Fernando Pessoa, como se sabe, não era um poeta português,
era vários poetas portugueses. Escrevia sob outros nomes, e a cada poeta
inventado, que chamava de heterônimo, dava uma biografia e um estilo diferente.
O que pouca gente sabe é que, pelo menos uma vez por ano, Pessoa reservava uma
mesa num café de Lisboa para reunir seu plantel, e servia bebidas e pastéis de
Belém para todos – que ninguém via, ou só ele via.

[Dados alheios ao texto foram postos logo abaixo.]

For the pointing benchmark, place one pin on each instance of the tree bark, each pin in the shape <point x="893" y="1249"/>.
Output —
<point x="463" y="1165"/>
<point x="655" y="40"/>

Os frequentadores do bar se espantavam com aquele homem numa
grande mesa vazia que falava sozinho enquanto bebia e comia. Não podiam saber
que Pessoa conversava com suas criaturas invisíveis, que comentavam a vida e os
tempos, e muitas vezes trocavam insultos, pois o único traço comum aos
heterônimos – Álvaro de Campos, Ricardo Reis, Alberto Caeiro e Bernardo Soares
– era que um não suportava o trabalho do outro. Pessoa não tomava partido nas
discussões, apenas recomendava tolerância e paz, enquanto comia todos os
pastéis.
Um dia, no meio de um desentendimento entre os heterônimos
sobre o papel da poesia na política, aproximou-se da mesa um homem que Pessoa
achou remotamente familiar. Talvez um colega de escola? O homem pediu para
sentar-se. Pessoa disse que todas as cadeiras estavam ocupadas, e o homem pegou
uma cadeira da mesa ao lado. Anunciou seu nome. Identificou-se como “um poeta
menor” e disse que lamentava não ter sido convidado para aquela reunião.
– Mas você não é meu heterônimo – protestou Pessoa.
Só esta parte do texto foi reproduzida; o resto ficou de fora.